Wang et al. Page 8158
Mouse is a valuable model for human lung cancer study. A series of linkage studies were previously conducted to identify quantitative trait loci (QTL) associated with chemically induced lung tumors. However, little is known of genetic susceptibility to spontaneously occurring lung tumorigenesis (SLT) in mice. Wang et al. performed a whole-genome linkage disequilibrium analysis for susceptibility to SLT in mice using the Roche SNP data. Five regions, SLT1 to SLT5, were mapped on chromosomes 6, 7, 8, 19, and X, respectively. These results for the first time provide an insight into the genetic control of spontaneously occurring lung tumorigenesis.
Brubaker et al. Page 8218
In response to the need for in vivo assessment of intratumor vasculature, Brubaker et al. utilized magnetic resonance angiography (MRA) to non-invasively evaluate vasculature of the genetically engineered mouse model, choroid plexus carcinoma (CPC). Their research indicated that consistent tumor vasculature properties can be determined by MRA. Such methods are critical for developing preclinical therapeutic testing and will help guide the development of human brain tumor analyses.
Tang et al. Page 8324
Activated H-RAS has been linked to the angiogenic phenotype of cancers but the mechanism underlying the relationship is not well understood. Tang et al. used the inducible Tyr/Tet-RAS Ink4a/Arf-/- model to show that loss of RAS activity in fully established melanomas led to an early impairment of vascular function before tumor volume decreased. This correlated with activation of apoptosis in host-derived endothelial cells as well as in tumor cells. Loss of vascular integrity upon inactivation of RAS is an active process, rather than a consequence of loss of tumor cell viability.

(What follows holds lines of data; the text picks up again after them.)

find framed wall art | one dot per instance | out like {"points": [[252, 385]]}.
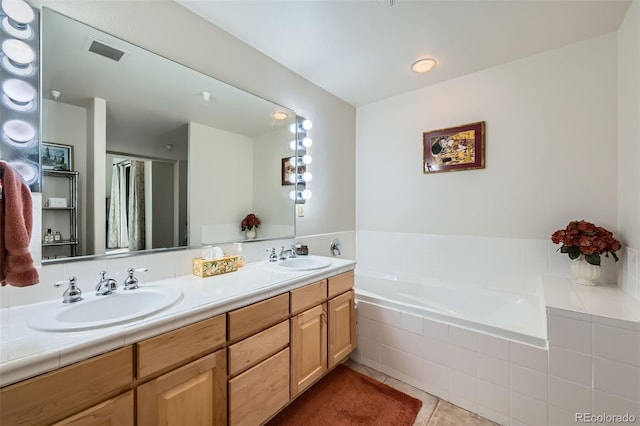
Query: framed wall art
{"points": [[454, 148], [55, 156]]}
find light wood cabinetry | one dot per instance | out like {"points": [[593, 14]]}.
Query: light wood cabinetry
{"points": [[260, 392], [56, 395], [238, 368], [342, 327], [308, 348], [194, 394], [118, 411]]}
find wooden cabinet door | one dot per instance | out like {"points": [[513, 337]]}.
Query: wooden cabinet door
{"points": [[259, 392], [342, 327], [195, 394], [117, 411], [308, 348]]}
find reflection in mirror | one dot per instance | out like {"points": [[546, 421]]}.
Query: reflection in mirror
{"points": [[166, 156]]}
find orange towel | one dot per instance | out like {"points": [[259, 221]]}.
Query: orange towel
{"points": [[16, 263]]}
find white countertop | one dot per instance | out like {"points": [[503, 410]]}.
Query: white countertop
{"points": [[25, 352], [602, 303]]}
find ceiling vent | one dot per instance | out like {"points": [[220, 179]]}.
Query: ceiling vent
{"points": [[107, 51]]}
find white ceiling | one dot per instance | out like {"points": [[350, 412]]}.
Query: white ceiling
{"points": [[361, 51]]}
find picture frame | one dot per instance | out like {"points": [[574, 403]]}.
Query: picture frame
{"points": [[288, 169], [56, 156], [454, 148]]}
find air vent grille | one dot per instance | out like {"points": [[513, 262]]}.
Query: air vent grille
{"points": [[106, 51]]}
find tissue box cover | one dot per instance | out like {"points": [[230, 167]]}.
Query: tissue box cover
{"points": [[56, 202], [208, 268]]}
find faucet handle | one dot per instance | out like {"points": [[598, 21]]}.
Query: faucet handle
{"points": [[73, 293], [131, 282]]}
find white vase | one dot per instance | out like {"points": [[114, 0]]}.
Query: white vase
{"points": [[583, 272]]}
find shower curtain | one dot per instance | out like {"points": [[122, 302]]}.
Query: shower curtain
{"points": [[136, 206], [126, 222], [117, 233]]}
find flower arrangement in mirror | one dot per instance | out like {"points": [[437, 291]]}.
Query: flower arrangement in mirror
{"points": [[581, 237], [249, 224]]}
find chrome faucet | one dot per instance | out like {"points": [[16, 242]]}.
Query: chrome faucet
{"points": [[105, 285], [131, 282], [288, 253], [273, 257], [73, 293]]}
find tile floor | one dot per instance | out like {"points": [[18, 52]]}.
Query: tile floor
{"points": [[434, 411]]}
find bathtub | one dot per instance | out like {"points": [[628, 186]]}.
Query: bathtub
{"points": [[507, 315]]}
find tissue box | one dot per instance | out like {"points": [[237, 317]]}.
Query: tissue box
{"points": [[208, 268], [56, 202]]}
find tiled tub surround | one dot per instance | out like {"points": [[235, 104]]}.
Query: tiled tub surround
{"points": [[25, 352], [591, 364]]}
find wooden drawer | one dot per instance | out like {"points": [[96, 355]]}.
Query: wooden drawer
{"points": [[254, 349], [176, 346], [253, 318], [260, 392], [68, 390], [308, 296], [340, 283]]}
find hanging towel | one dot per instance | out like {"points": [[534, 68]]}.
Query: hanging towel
{"points": [[16, 263]]}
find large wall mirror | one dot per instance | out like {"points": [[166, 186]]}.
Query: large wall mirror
{"points": [[166, 156]]}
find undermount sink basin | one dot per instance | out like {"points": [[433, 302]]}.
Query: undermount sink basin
{"points": [[304, 263], [103, 311]]}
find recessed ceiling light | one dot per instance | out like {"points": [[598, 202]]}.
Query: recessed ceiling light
{"points": [[423, 65]]}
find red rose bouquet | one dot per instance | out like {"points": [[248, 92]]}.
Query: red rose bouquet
{"points": [[249, 222], [581, 237]]}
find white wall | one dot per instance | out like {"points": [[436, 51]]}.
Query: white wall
{"points": [[219, 192], [629, 145], [550, 149]]}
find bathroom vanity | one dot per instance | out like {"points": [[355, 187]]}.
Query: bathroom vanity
{"points": [[239, 363]]}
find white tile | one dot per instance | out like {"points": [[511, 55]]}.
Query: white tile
{"points": [[528, 411], [570, 333], [617, 378], [493, 370], [463, 360], [436, 330], [529, 356], [401, 340], [493, 346], [494, 416], [435, 375], [569, 395], [464, 338], [570, 365], [616, 344], [368, 328], [463, 385], [411, 323], [604, 402], [435, 350], [493, 397], [559, 416], [529, 382]]}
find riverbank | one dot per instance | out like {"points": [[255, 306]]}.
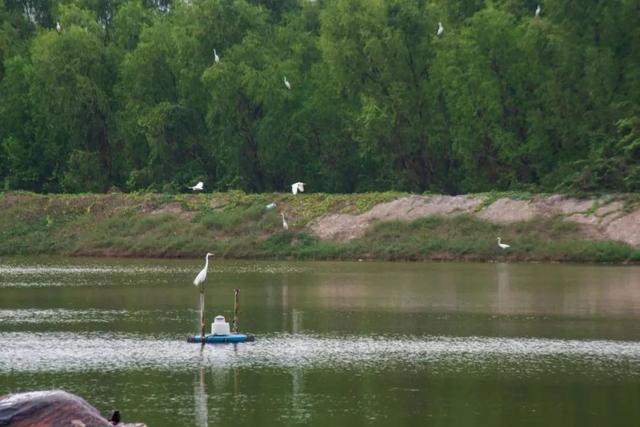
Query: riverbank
{"points": [[385, 226]]}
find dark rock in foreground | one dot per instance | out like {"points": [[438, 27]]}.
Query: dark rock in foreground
{"points": [[51, 408]]}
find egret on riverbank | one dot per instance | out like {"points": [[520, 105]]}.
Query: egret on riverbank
{"points": [[198, 187], [297, 186], [503, 245]]}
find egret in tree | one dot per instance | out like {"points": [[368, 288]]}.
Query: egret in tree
{"points": [[198, 187], [503, 245], [297, 186], [199, 281]]}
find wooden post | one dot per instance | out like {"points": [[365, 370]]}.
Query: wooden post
{"points": [[202, 312], [236, 321]]}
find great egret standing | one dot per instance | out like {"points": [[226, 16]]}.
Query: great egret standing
{"points": [[198, 187], [503, 245], [199, 281], [297, 186]]}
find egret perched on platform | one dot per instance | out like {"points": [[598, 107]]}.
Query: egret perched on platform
{"points": [[503, 245], [198, 187], [201, 277], [297, 186], [199, 281]]}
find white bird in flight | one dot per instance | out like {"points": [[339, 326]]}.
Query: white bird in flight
{"points": [[503, 245], [198, 187], [297, 186], [200, 278]]}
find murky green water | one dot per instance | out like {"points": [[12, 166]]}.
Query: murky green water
{"points": [[338, 344]]}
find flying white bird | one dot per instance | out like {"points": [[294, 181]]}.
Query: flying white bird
{"points": [[297, 186], [503, 245], [200, 278], [198, 187]]}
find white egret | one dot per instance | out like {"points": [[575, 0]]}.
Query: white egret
{"points": [[199, 281], [297, 186], [198, 187], [503, 245], [201, 277]]}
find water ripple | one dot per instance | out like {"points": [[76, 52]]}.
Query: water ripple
{"points": [[46, 352]]}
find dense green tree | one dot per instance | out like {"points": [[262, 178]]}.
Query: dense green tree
{"points": [[129, 94]]}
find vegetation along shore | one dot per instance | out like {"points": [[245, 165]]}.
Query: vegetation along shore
{"points": [[383, 226]]}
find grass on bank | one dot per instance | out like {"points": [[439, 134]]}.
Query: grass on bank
{"points": [[237, 225]]}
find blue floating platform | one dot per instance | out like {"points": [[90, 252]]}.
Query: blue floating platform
{"points": [[221, 339]]}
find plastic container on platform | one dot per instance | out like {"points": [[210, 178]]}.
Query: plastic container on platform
{"points": [[220, 327]]}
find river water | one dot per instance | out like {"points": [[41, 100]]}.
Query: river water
{"points": [[337, 344]]}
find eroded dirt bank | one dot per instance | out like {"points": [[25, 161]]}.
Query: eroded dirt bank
{"points": [[386, 226], [604, 218]]}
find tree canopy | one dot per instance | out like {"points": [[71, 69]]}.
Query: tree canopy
{"points": [[128, 94]]}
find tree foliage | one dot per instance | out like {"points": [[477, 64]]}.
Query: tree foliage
{"points": [[129, 94]]}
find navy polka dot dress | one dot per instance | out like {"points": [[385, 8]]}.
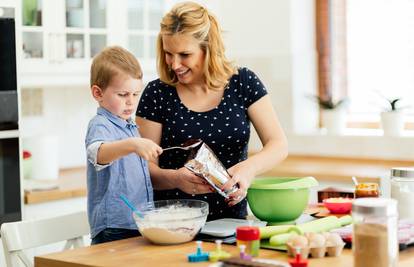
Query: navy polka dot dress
{"points": [[225, 128]]}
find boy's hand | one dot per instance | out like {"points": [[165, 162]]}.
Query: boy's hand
{"points": [[146, 148]]}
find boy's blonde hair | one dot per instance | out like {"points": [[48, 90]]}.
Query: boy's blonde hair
{"points": [[110, 62], [195, 20]]}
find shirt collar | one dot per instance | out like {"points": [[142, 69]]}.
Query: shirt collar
{"points": [[130, 123]]}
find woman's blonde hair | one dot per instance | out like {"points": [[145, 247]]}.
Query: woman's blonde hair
{"points": [[195, 20], [110, 62]]}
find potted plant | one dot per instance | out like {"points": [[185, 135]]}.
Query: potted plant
{"points": [[392, 118], [333, 114]]}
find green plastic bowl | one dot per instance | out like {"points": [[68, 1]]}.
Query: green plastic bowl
{"points": [[279, 199]]}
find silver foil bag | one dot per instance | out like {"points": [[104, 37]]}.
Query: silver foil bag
{"points": [[204, 163]]}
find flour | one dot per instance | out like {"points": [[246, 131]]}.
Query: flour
{"points": [[405, 197], [171, 225]]}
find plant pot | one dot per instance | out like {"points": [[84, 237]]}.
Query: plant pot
{"points": [[392, 123], [334, 120]]}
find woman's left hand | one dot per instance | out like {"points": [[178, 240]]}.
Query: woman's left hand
{"points": [[242, 174]]}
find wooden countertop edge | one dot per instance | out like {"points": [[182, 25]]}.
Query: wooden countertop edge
{"points": [[51, 195]]}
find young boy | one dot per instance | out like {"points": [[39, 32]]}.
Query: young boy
{"points": [[117, 155]]}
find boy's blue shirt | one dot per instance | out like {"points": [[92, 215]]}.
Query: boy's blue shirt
{"points": [[129, 175]]}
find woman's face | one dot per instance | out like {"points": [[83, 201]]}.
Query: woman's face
{"points": [[185, 57]]}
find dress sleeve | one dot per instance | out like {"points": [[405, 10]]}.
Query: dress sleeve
{"points": [[150, 104], [254, 89]]}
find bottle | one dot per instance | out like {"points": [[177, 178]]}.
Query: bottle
{"points": [[375, 238], [249, 236], [402, 190]]}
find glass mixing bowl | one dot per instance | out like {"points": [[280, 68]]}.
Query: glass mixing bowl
{"points": [[169, 222]]}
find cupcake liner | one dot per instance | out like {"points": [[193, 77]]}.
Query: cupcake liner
{"points": [[318, 252], [335, 251]]}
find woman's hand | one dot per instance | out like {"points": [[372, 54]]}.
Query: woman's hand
{"points": [[242, 174], [190, 183]]}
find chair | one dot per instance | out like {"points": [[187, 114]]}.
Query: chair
{"points": [[23, 235]]}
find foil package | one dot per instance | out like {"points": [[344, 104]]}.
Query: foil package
{"points": [[204, 163]]}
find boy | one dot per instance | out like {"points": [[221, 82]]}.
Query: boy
{"points": [[117, 155]]}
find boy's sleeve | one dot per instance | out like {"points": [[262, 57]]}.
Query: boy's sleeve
{"points": [[98, 133], [92, 153]]}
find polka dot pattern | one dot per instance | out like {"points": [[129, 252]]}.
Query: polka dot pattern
{"points": [[225, 128]]}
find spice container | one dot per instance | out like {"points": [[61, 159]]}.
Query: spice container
{"points": [[375, 239], [366, 190], [402, 190], [250, 237]]}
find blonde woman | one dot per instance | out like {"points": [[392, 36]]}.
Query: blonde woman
{"points": [[201, 94]]}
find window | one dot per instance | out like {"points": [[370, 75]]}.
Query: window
{"points": [[144, 17], [371, 57]]}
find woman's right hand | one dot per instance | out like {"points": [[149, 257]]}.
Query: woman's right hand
{"points": [[146, 148], [190, 183]]}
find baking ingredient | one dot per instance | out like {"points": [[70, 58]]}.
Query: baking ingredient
{"points": [[249, 236], [333, 239], [165, 236], [316, 240], [371, 245], [298, 241], [317, 226], [405, 197], [366, 190], [338, 200], [268, 231], [171, 225]]}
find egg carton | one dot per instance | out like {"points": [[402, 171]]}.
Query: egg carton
{"points": [[315, 252], [315, 245]]}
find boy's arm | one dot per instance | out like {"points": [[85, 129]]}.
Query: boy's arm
{"points": [[112, 151]]}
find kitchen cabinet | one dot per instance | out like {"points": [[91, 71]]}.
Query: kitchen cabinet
{"points": [[59, 37]]}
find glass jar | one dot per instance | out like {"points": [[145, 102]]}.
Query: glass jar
{"points": [[366, 190], [375, 239], [402, 190]]}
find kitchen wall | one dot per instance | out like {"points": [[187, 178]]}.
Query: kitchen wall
{"points": [[273, 38]]}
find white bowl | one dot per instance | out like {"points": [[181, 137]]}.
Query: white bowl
{"points": [[169, 222]]}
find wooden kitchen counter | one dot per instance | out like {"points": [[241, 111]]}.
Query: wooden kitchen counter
{"points": [[139, 252], [71, 183]]}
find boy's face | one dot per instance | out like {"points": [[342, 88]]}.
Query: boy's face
{"points": [[121, 95]]}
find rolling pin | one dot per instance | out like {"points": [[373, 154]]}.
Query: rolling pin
{"points": [[317, 226]]}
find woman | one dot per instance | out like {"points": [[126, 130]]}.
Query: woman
{"points": [[200, 94]]}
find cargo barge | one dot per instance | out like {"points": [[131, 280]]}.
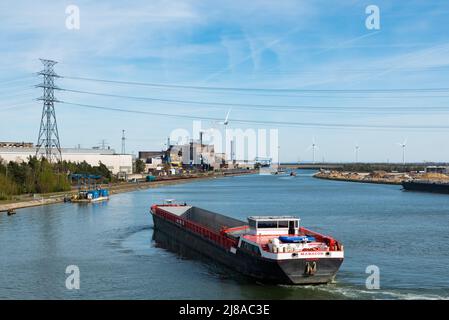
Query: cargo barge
{"points": [[90, 196], [426, 186], [272, 249]]}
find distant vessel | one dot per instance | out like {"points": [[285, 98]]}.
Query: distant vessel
{"points": [[426, 186], [88, 196], [268, 248]]}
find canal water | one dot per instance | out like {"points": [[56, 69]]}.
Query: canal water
{"points": [[404, 234]]}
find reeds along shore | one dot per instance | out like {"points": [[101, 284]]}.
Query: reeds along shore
{"points": [[39, 200], [381, 177]]}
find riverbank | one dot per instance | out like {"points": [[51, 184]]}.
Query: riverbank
{"points": [[10, 206], [379, 177]]}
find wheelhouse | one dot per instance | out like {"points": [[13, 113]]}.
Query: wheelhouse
{"points": [[273, 225]]}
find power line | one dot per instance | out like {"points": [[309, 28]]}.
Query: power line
{"points": [[209, 88], [261, 122], [288, 108]]}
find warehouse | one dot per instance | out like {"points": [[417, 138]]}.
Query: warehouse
{"points": [[116, 163]]}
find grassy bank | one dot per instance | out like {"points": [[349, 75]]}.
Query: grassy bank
{"points": [[379, 177], [26, 201]]}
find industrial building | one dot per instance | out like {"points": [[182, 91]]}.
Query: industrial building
{"points": [[116, 163]]}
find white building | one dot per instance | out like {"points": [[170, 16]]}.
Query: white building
{"points": [[114, 162]]}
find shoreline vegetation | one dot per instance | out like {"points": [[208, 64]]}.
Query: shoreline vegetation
{"points": [[32, 200], [379, 177]]}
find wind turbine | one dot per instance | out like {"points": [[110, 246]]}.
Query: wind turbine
{"points": [[226, 120], [403, 145], [313, 146]]}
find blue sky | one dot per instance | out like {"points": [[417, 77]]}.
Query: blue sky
{"points": [[311, 45]]}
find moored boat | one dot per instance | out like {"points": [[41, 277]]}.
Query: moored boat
{"points": [[268, 248], [89, 196]]}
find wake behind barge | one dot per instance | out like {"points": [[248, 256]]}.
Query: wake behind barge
{"points": [[268, 248]]}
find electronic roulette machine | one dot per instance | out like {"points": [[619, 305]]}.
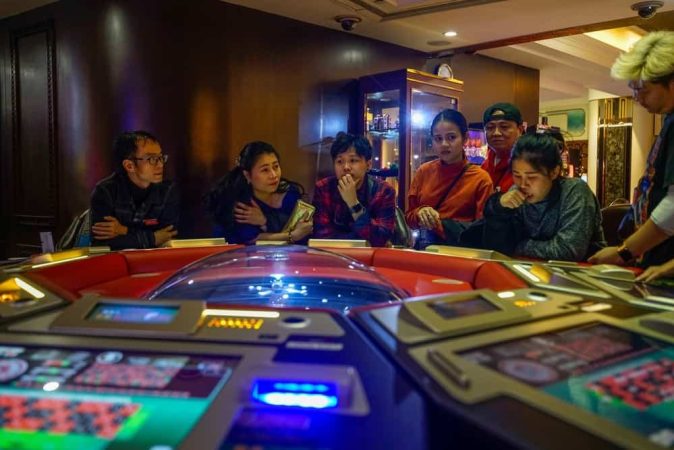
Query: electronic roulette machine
{"points": [[295, 348]]}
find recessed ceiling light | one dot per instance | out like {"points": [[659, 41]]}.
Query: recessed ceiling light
{"points": [[439, 43]]}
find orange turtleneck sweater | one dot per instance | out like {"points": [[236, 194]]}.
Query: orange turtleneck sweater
{"points": [[500, 173], [464, 202]]}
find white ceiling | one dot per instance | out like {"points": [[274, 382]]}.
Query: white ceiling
{"points": [[569, 65], [13, 7], [512, 30]]}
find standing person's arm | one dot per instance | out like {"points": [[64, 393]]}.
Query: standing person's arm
{"points": [[658, 228]]}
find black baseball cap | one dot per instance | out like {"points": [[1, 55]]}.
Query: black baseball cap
{"points": [[502, 111]]}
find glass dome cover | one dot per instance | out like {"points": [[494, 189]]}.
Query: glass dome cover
{"points": [[285, 276]]}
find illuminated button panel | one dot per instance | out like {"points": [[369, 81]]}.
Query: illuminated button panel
{"points": [[237, 323]]}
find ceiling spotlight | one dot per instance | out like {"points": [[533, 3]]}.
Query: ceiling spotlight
{"points": [[647, 9]]}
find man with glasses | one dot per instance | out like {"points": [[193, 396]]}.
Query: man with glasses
{"points": [[134, 207], [649, 69], [353, 204], [503, 126]]}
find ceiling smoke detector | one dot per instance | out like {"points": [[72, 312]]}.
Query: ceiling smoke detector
{"points": [[348, 23], [647, 9]]}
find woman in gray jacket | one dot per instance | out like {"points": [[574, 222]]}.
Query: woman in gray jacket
{"points": [[543, 215]]}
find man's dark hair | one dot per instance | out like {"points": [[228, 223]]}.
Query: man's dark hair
{"points": [[126, 144], [344, 141]]}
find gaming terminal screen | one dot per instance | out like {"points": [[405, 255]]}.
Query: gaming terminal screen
{"points": [[57, 398], [617, 374]]}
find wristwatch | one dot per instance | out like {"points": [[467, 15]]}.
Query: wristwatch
{"points": [[355, 209], [625, 253]]}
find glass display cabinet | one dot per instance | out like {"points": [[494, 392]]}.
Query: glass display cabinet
{"points": [[397, 109]]}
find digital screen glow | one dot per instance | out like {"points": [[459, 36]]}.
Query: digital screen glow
{"points": [[295, 394], [118, 313], [620, 375]]}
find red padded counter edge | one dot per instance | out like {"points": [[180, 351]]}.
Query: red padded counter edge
{"points": [[163, 259]]}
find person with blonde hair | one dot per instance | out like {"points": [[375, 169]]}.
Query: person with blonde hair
{"points": [[649, 69]]}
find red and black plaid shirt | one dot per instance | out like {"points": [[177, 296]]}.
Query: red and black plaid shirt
{"points": [[333, 219]]}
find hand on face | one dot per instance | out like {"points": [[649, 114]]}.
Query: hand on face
{"points": [[347, 189], [250, 214], [428, 217], [109, 229], [164, 234], [513, 199]]}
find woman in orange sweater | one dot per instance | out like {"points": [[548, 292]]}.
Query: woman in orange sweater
{"points": [[447, 194]]}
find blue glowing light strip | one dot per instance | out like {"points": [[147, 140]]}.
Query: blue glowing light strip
{"points": [[295, 394]]}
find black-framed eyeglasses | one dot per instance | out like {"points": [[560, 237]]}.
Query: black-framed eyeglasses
{"points": [[153, 160]]}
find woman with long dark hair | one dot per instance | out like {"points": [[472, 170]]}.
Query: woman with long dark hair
{"points": [[448, 193], [253, 202], [543, 215]]}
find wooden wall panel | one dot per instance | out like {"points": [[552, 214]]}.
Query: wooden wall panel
{"points": [[34, 152], [205, 77]]}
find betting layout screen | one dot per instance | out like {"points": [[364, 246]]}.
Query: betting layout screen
{"points": [[617, 374], [94, 399]]}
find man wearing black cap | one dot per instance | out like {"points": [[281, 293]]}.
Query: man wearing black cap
{"points": [[503, 126]]}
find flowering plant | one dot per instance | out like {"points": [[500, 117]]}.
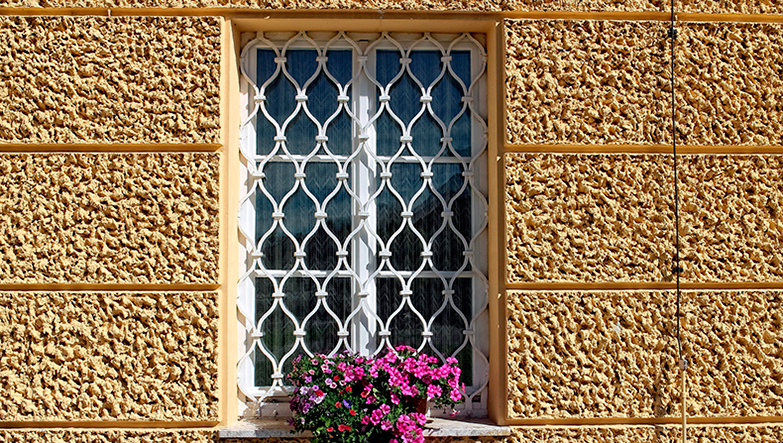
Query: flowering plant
{"points": [[350, 398]]}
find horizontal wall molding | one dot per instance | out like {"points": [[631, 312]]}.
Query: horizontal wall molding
{"points": [[27, 148], [107, 425], [641, 286], [105, 287], [369, 14], [639, 149]]}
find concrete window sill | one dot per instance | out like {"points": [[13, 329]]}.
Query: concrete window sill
{"points": [[438, 427]]}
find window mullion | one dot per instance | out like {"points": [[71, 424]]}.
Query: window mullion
{"points": [[365, 248]]}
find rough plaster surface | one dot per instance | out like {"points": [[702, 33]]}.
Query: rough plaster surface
{"points": [[589, 217], [731, 6], [731, 221], [109, 218], [101, 436], [587, 82], [413, 5], [466, 5], [729, 85], [734, 343], [109, 79], [591, 355], [108, 356], [763, 433]]}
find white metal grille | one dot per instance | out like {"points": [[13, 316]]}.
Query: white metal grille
{"points": [[364, 220]]}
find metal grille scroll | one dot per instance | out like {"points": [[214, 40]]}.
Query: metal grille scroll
{"points": [[364, 216]]}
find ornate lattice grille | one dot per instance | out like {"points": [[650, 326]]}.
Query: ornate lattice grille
{"points": [[364, 219]]}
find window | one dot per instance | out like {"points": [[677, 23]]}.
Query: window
{"points": [[364, 216]]}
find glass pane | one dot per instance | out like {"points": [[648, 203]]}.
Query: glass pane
{"points": [[278, 332]]}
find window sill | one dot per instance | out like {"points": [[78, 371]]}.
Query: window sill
{"points": [[438, 427]]}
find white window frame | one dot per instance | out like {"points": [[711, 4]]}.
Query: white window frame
{"points": [[479, 216]]}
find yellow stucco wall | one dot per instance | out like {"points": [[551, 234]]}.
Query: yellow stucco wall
{"points": [[580, 81], [109, 218], [105, 356], [588, 217], [115, 216]]}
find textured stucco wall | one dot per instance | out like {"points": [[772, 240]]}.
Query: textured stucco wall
{"points": [[108, 356], [589, 82], [730, 6], [109, 218], [614, 354], [732, 217], [729, 86], [734, 343], [109, 80], [410, 5], [591, 354], [610, 217], [101, 436], [589, 217]]}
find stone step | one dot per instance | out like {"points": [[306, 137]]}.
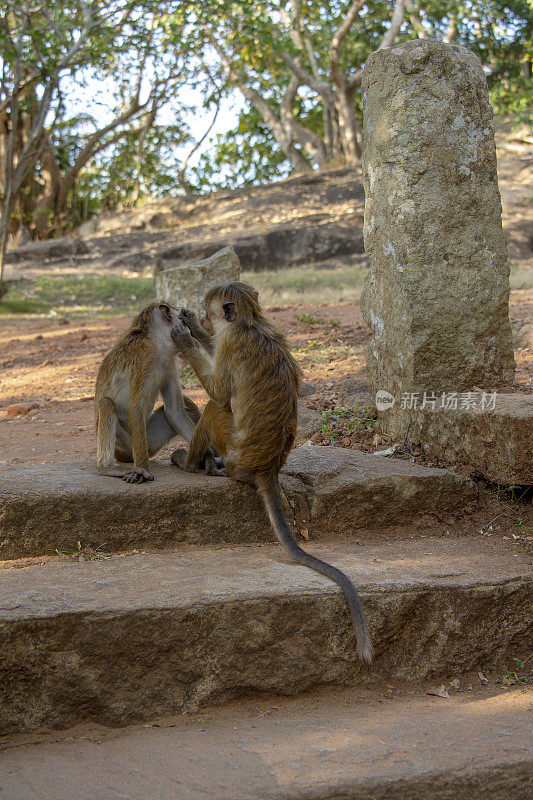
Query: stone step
{"points": [[332, 490], [137, 636], [331, 744]]}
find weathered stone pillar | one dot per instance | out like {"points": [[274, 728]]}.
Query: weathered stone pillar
{"points": [[437, 293]]}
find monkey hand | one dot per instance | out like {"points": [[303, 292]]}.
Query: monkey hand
{"points": [[181, 337], [137, 475]]}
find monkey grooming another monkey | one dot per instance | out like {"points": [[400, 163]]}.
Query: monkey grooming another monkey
{"points": [[252, 381], [140, 366]]}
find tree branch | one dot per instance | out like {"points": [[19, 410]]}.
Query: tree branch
{"points": [[387, 41], [338, 40]]}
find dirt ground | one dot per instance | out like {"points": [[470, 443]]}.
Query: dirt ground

Wilderman et al. Page 8379
Non-small cell lung carcinoma (NSCLC) is the number one cancer killer in the U.S. and much of the world. Current therapies, however, are very suboptimal. Wilderman et al. have used a recently developed a transgenic orthotopic model of bronchogenic adenocarcinoma of the lung to evaluate the effects of an adenovirus expressing interferon-β. Two intrapulmonary doses of vector were well tolerated and led to markedly increased survival of tumor-bearing mice. Efficacy was due to direct antitumor effects in combination with stimulation of NK cell activity and generation of CD8+ cytotoxic T cells. These studies, showing remarkable antitumor activity in this orthotopic lung cancer model, provide strong preclinical support for a trial of Ad.IFNβ to treat human NSCLC.